Can I say my kernel is Generic but I add some option to it and compile it ?


----------



## Beastie (Sep 29, 2010)

Of course you can modify GENERIC, but making a copy and working on it is recommended.
But do not expect freebsd-update to understand the changes. freebsd-update works on _standard_ RELEASEs and RCs and nothing else.


----------



## mfaridi (Sep 29, 2010)

Beastie said:
			
		

> Of course you can modify GENERIC, but making a copy and working on it is recommended.
> But do not expect freebsd-update to understand the changes. freebsd-update works on _standard_ RELEASEs and RCs and nothing else.



if I add option to my Generic kernel , with freebsd-update I can not fix security risk and upgrade my FreeBSD ? Am I right ?


----------



## Beastie (Sep 29, 2010)

I am not sure how freebsd-update would behave, but I suspect it would fail during the "inspecting system" phase.
Either use a standard binary GENERIC and update/upgrade using freebsd-update or update sources, patch them and build them.


----------



## EdGe (Sep 29, 2010)

Greetings.

There is an paragraph about that topic in the Handbook, 24.2 FreeBSD Update,
subchapter *24.2.2. Security Patches*. Look for 





> "The freebsd-update utility can automatically update the GENERIC
> kernel only. If a custom kernel is in use,...."


----------



## SIFE (Sep 29, 2010)

freebsd-update update only GENERIC kernel witch you installed ,fixing security risk with compiled kernel come by you not by freebsd-update otherwise it will fail .


----------



## DutchDaemon (Sep 30, 2010)

That's quite a lot of chaotic and sometimes inaccurate advice, people ..

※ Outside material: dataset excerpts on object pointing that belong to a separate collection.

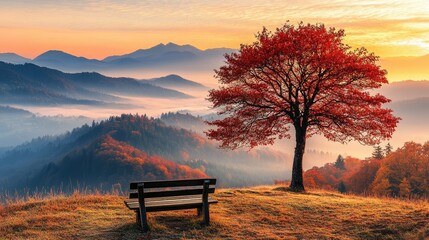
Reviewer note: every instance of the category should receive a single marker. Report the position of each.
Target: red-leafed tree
(302, 77)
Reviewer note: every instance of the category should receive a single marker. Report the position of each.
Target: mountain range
(31, 84)
(174, 81)
(132, 147)
(162, 57)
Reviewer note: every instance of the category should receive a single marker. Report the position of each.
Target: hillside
(252, 213)
(73, 159)
(20, 125)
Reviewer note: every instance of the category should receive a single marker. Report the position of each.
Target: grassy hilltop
(266, 212)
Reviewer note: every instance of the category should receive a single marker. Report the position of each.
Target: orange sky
(96, 29)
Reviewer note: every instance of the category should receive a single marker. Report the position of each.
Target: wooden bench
(152, 196)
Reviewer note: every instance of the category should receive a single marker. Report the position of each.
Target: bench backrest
(168, 188)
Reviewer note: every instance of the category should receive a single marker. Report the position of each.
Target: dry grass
(251, 213)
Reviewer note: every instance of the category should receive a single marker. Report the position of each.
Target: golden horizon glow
(97, 29)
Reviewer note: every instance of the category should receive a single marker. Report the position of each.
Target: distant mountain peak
(14, 58)
(174, 81)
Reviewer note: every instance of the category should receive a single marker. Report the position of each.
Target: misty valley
(62, 131)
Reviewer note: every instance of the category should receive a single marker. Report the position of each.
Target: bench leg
(143, 220)
(206, 214)
(138, 217)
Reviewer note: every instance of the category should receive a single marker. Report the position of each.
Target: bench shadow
(126, 231)
(175, 224)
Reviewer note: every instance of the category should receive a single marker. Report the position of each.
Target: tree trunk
(297, 183)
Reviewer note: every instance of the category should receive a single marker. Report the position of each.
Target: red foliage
(304, 77)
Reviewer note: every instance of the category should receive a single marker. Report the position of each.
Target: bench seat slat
(172, 183)
(181, 192)
(168, 204)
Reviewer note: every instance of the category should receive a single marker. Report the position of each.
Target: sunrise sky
(96, 29)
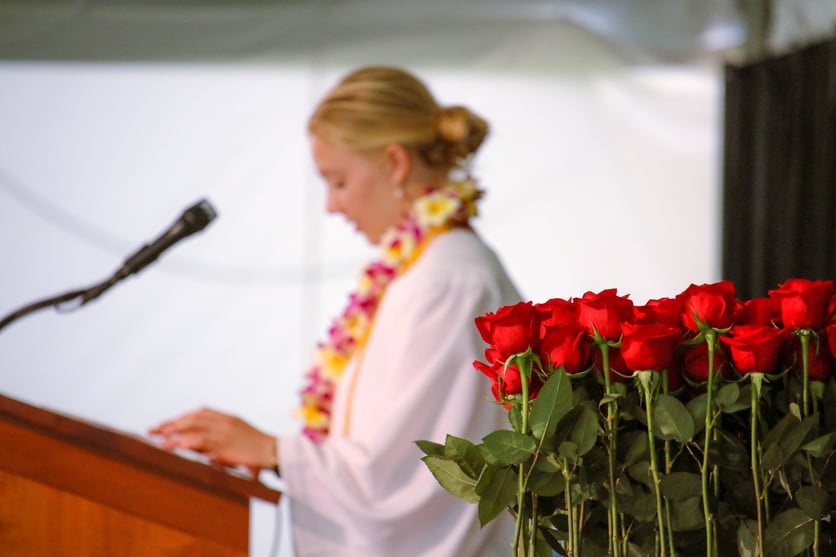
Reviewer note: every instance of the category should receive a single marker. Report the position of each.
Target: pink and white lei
(436, 211)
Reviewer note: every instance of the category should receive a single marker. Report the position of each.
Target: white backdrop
(600, 173)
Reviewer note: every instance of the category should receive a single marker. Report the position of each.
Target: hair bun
(452, 123)
(460, 133)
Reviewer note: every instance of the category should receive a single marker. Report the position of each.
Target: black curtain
(779, 170)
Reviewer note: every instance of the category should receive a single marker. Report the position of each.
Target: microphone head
(198, 216)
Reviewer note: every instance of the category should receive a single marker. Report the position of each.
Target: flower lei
(435, 212)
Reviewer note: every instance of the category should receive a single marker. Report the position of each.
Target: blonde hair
(377, 106)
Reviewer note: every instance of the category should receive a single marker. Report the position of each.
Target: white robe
(367, 493)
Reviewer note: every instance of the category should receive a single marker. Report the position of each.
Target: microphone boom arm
(194, 219)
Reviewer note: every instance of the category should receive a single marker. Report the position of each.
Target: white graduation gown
(364, 492)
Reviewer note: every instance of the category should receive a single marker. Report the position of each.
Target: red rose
(713, 304)
(754, 348)
(649, 347)
(511, 330)
(674, 379)
(618, 369)
(830, 333)
(564, 345)
(604, 312)
(819, 364)
(663, 310)
(507, 378)
(757, 311)
(695, 362)
(555, 312)
(803, 303)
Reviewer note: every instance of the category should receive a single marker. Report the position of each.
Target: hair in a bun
(376, 106)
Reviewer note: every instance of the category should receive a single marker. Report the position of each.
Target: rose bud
(754, 348)
(803, 303)
(604, 312)
(649, 347)
(712, 304)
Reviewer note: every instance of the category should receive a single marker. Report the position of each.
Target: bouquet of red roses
(699, 424)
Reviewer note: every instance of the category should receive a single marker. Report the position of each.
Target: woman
(397, 364)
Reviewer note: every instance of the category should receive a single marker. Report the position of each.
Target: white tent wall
(601, 172)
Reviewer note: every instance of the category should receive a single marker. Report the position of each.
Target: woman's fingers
(226, 439)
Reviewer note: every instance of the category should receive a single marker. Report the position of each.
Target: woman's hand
(225, 439)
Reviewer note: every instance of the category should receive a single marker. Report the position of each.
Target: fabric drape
(780, 170)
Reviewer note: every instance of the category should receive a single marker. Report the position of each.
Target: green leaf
(696, 407)
(687, 515)
(499, 493)
(541, 546)
(638, 449)
(743, 402)
(466, 454)
(813, 501)
(507, 447)
(568, 450)
(640, 472)
(584, 429)
(552, 403)
(774, 435)
(449, 474)
(672, 420)
(727, 395)
(789, 533)
(821, 446)
(679, 486)
(431, 447)
(546, 485)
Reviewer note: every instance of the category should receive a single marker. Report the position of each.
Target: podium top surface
(133, 450)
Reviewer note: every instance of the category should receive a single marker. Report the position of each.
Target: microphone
(194, 219)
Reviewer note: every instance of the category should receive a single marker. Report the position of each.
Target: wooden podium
(72, 488)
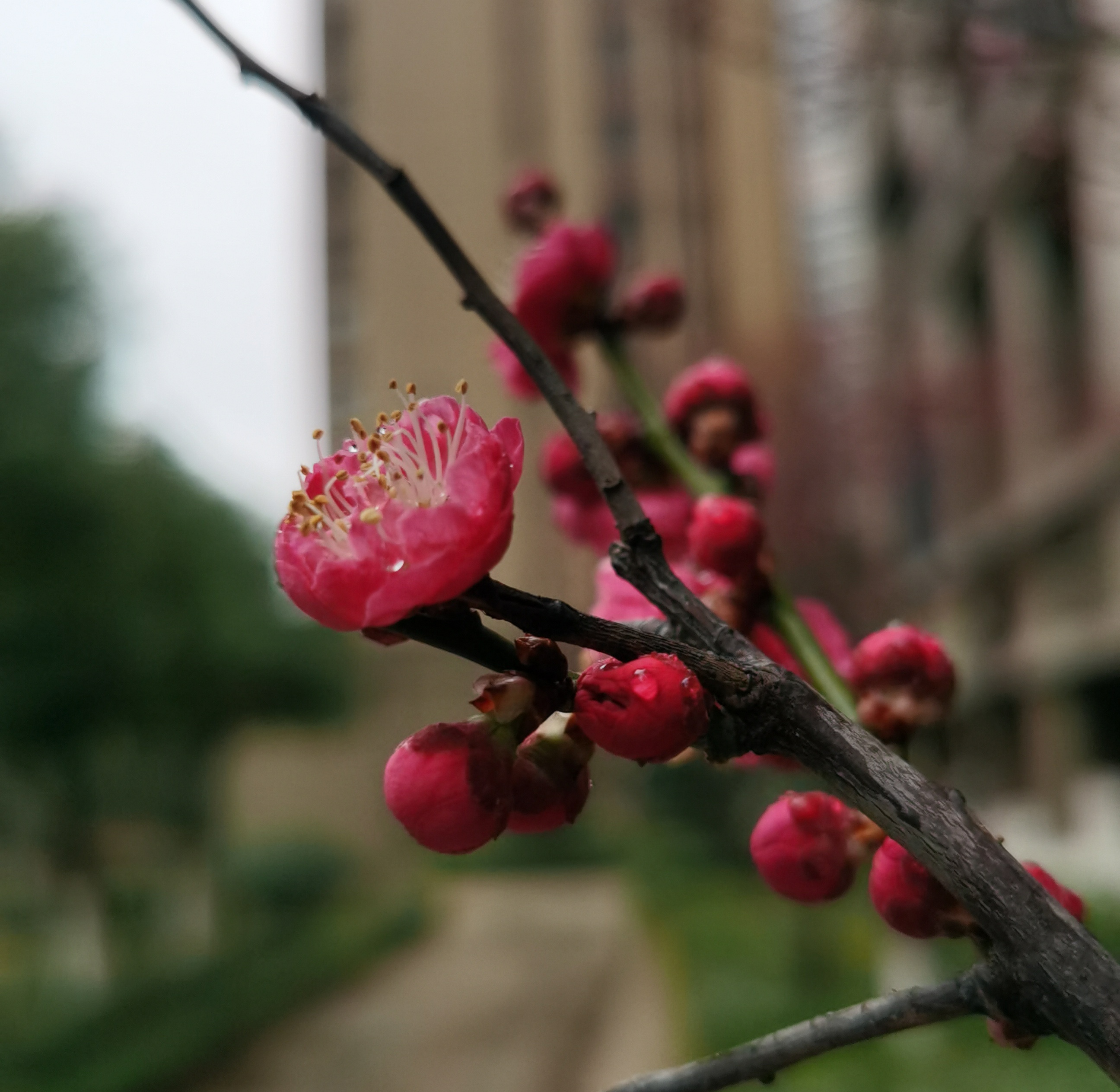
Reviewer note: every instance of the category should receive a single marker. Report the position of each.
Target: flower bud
(755, 463)
(1072, 903)
(653, 303)
(910, 900)
(649, 709)
(713, 407)
(449, 786)
(726, 535)
(550, 777)
(1004, 1033)
(803, 849)
(903, 680)
(530, 201)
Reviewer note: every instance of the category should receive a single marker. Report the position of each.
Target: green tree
(135, 606)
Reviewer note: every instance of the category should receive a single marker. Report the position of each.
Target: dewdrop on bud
(805, 847)
(649, 709)
(550, 777)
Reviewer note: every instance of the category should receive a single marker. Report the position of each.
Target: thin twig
(639, 558)
(1047, 972)
(763, 1059)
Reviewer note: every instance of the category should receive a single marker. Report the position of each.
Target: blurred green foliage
(153, 1035)
(746, 964)
(139, 620)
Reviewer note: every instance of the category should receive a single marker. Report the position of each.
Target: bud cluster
(522, 763)
(563, 286)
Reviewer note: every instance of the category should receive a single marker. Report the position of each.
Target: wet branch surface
(762, 1059)
(1043, 970)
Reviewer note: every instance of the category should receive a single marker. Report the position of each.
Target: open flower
(408, 516)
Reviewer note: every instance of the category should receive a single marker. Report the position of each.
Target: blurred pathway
(529, 984)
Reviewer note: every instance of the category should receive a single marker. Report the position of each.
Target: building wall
(661, 117)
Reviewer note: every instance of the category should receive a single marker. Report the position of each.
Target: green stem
(658, 434)
(801, 642)
(784, 614)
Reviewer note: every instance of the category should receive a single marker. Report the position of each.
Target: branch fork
(1042, 970)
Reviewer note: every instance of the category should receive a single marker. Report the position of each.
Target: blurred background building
(902, 219)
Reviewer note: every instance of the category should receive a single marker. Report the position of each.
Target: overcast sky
(200, 203)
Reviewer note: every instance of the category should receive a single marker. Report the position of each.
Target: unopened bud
(655, 304)
(903, 680)
(649, 709)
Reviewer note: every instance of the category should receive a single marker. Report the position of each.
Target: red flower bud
(755, 463)
(1004, 1033)
(803, 848)
(449, 786)
(649, 709)
(530, 201)
(726, 535)
(653, 303)
(1072, 903)
(716, 381)
(903, 680)
(910, 900)
(550, 777)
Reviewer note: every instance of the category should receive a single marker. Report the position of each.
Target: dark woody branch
(762, 1059)
(1045, 972)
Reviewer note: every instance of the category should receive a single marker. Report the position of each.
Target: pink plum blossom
(408, 516)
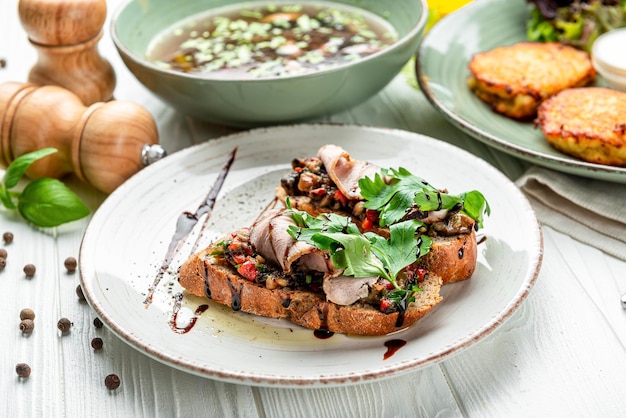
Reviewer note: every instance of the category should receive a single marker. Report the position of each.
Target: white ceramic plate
(127, 239)
(442, 74)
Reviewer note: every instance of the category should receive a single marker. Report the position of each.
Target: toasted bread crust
(452, 258)
(515, 79)
(203, 272)
(588, 123)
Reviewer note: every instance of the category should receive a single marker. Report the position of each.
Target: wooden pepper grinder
(103, 144)
(65, 34)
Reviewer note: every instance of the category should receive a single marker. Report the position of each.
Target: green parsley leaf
(48, 202)
(393, 199)
(401, 249)
(475, 205)
(354, 254)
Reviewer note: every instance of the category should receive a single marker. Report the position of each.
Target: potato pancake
(515, 79)
(588, 123)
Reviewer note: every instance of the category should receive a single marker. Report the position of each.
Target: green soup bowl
(249, 102)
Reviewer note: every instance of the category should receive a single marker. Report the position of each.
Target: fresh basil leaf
(48, 202)
(18, 167)
(5, 198)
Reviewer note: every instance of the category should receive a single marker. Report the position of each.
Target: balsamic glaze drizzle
(185, 224)
(173, 320)
(392, 347)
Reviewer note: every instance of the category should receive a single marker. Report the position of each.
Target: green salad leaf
(393, 192)
(361, 255)
(575, 23)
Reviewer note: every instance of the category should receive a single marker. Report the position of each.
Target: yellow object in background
(440, 8)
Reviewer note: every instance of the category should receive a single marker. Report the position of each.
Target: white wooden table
(563, 353)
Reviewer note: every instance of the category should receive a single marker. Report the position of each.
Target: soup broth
(270, 40)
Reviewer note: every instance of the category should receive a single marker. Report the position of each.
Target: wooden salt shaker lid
(65, 34)
(62, 22)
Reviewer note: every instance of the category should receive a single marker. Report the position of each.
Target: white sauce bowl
(609, 58)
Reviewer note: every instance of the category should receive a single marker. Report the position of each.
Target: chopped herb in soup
(271, 40)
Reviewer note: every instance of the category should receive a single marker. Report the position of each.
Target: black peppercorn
(70, 264)
(97, 323)
(64, 325)
(22, 370)
(27, 313)
(29, 270)
(7, 237)
(97, 343)
(112, 381)
(80, 294)
(27, 326)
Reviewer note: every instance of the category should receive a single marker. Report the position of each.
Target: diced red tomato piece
(248, 270)
(385, 304)
(239, 258)
(372, 215)
(340, 197)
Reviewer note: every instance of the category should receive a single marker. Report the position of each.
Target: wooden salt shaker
(103, 144)
(65, 34)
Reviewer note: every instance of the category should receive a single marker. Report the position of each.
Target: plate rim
(328, 380)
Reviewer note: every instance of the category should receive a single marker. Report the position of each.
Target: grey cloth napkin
(591, 211)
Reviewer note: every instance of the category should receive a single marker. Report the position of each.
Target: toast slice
(316, 257)
(208, 274)
(328, 183)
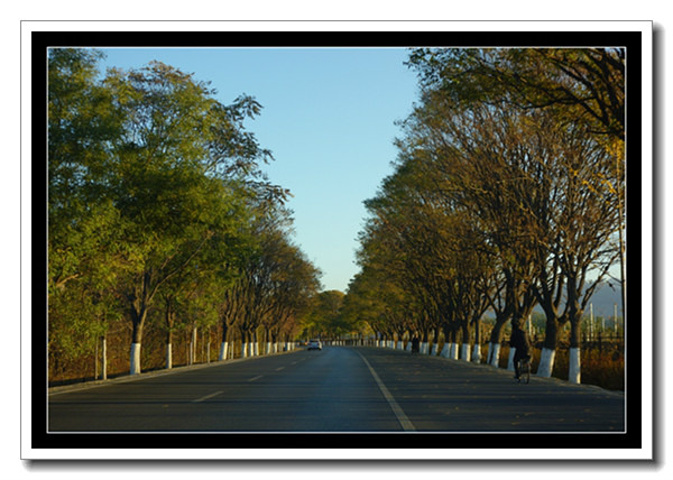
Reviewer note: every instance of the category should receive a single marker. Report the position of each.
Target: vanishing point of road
(338, 389)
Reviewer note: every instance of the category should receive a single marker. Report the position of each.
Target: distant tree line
(160, 215)
(507, 192)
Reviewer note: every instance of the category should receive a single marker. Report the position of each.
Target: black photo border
(42, 439)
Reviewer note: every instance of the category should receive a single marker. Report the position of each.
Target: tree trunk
(476, 352)
(548, 355)
(138, 324)
(574, 367)
(103, 373)
(169, 346)
(224, 346)
(494, 345)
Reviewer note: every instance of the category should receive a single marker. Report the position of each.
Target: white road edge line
(199, 400)
(397, 410)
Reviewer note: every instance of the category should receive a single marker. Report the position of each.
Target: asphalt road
(338, 389)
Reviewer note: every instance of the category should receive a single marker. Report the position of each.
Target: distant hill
(605, 299)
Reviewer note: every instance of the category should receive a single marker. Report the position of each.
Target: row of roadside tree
(507, 193)
(160, 214)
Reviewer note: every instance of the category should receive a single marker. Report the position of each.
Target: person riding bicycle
(519, 341)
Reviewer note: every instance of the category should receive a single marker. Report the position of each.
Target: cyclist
(519, 341)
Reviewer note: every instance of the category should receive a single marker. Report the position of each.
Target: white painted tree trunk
(195, 334)
(453, 354)
(494, 348)
(510, 361)
(546, 363)
(135, 358)
(103, 373)
(465, 354)
(169, 356)
(224, 350)
(476, 354)
(574, 373)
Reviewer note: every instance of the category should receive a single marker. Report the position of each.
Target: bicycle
(524, 369)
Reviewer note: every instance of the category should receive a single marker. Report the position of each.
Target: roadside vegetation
(167, 243)
(507, 194)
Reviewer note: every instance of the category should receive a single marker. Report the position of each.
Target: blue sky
(329, 119)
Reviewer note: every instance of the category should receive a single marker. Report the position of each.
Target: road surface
(338, 389)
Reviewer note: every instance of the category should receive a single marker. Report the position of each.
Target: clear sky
(329, 119)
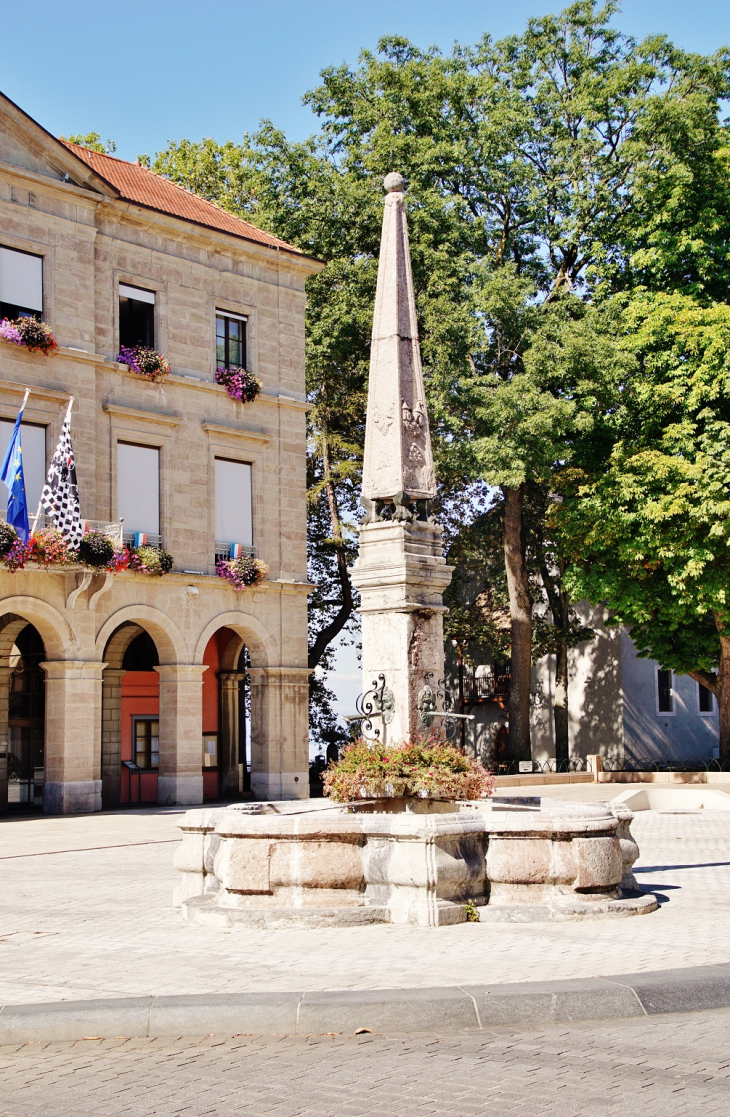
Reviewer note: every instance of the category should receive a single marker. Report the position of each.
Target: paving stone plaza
(87, 915)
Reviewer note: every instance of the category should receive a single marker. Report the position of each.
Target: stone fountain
(317, 863)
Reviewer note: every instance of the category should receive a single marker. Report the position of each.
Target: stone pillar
(112, 736)
(279, 732)
(5, 734)
(181, 734)
(230, 732)
(73, 736)
(401, 574)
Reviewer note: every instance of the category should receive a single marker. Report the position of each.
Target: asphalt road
(663, 1066)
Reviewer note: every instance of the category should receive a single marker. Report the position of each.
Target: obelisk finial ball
(393, 182)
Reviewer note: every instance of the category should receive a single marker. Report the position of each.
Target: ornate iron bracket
(374, 705)
(401, 507)
(433, 693)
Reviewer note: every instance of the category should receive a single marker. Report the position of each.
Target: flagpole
(40, 504)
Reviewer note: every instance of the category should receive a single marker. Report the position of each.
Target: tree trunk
(560, 609)
(723, 699)
(560, 708)
(520, 607)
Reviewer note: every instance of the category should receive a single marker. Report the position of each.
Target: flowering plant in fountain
(241, 572)
(32, 334)
(424, 769)
(145, 362)
(239, 383)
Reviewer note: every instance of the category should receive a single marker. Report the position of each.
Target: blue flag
(11, 474)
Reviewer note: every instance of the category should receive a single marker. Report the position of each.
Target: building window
(230, 341)
(21, 284)
(706, 704)
(136, 316)
(34, 461)
(146, 744)
(210, 750)
(233, 503)
(137, 489)
(664, 691)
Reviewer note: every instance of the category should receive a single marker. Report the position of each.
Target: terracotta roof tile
(145, 188)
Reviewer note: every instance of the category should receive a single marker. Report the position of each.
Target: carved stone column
(230, 684)
(73, 736)
(181, 733)
(401, 574)
(112, 735)
(279, 732)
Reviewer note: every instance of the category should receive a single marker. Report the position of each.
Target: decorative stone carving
(397, 456)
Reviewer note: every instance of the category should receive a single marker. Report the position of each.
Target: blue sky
(145, 72)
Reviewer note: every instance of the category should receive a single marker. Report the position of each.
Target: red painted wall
(211, 703)
(140, 698)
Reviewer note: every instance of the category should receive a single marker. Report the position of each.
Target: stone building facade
(125, 688)
(628, 710)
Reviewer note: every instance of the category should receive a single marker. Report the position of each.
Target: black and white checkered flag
(59, 497)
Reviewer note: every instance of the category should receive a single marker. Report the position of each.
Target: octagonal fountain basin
(315, 863)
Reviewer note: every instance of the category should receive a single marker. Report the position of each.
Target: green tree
(545, 171)
(538, 148)
(645, 522)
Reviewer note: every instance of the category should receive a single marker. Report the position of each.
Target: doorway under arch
(227, 717)
(23, 686)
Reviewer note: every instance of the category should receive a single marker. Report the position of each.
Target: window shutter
(137, 487)
(34, 460)
(21, 279)
(233, 503)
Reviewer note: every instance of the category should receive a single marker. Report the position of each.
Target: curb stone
(386, 1010)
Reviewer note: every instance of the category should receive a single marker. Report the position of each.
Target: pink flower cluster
(145, 362)
(10, 333)
(239, 383)
(241, 572)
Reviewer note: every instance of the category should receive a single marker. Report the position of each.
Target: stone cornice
(240, 433)
(37, 391)
(160, 418)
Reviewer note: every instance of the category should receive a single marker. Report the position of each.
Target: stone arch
(170, 642)
(231, 652)
(250, 630)
(118, 643)
(58, 637)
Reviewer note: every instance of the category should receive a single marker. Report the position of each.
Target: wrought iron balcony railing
(150, 541)
(113, 528)
(223, 551)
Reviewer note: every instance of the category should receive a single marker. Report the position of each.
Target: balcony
(223, 551)
(113, 530)
(486, 688)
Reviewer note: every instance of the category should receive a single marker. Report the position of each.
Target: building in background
(626, 709)
(126, 687)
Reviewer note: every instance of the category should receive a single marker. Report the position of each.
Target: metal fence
(486, 687)
(579, 764)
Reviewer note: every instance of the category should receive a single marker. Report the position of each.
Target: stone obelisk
(401, 572)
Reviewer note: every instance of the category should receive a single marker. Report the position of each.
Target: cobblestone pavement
(86, 913)
(660, 1067)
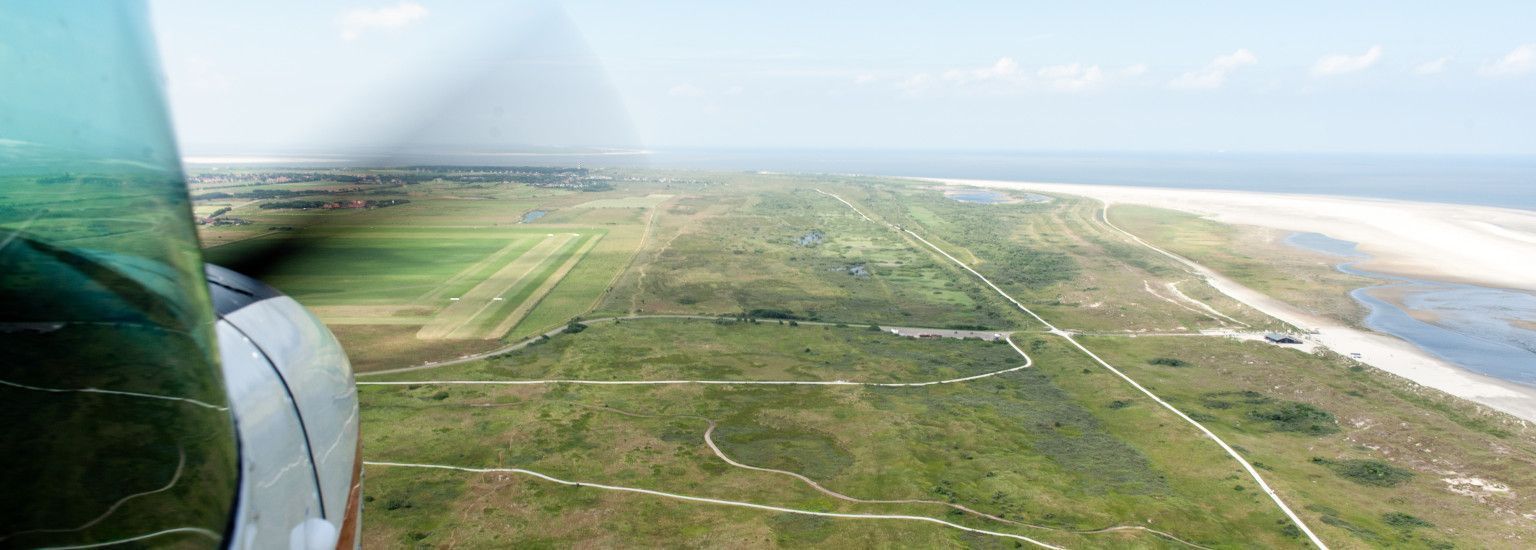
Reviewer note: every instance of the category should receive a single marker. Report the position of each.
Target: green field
(447, 274)
(785, 283)
(1016, 444)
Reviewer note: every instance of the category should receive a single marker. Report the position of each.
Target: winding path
(719, 501)
(1028, 363)
(1071, 340)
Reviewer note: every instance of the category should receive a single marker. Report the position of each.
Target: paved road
(719, 501)
(1068, 337)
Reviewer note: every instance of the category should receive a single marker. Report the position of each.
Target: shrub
(1297, 417)
(1404, 521)
(1367, 472)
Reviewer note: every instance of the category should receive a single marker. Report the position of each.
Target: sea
(1481, 329)
(1489, 331)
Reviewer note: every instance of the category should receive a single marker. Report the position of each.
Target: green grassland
(378, 275)
(1254, 257)
(681, 349)
(1303, 415)
(1060, 450)
(1017, 444)
(1060, 260)
(781, 245)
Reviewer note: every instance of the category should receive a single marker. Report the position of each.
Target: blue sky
(1112, 76)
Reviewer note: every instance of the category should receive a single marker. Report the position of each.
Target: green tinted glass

http://forums.freebsd.org/showpost.php?p=96896&postcount=3

So GENERIC (/boot/GENERIC/kernel) and CUSTOM (/boot/kernel/kernel) kernels can co-exist in a freebsd-update system. Just make sure you _always_ rebuild your CUSTOM kernel _immediately after_ installing updates with freebsd-update, and that freebsd-update updates the local source tree in /usr/src/ so that binaries and sources are synchronised!


----------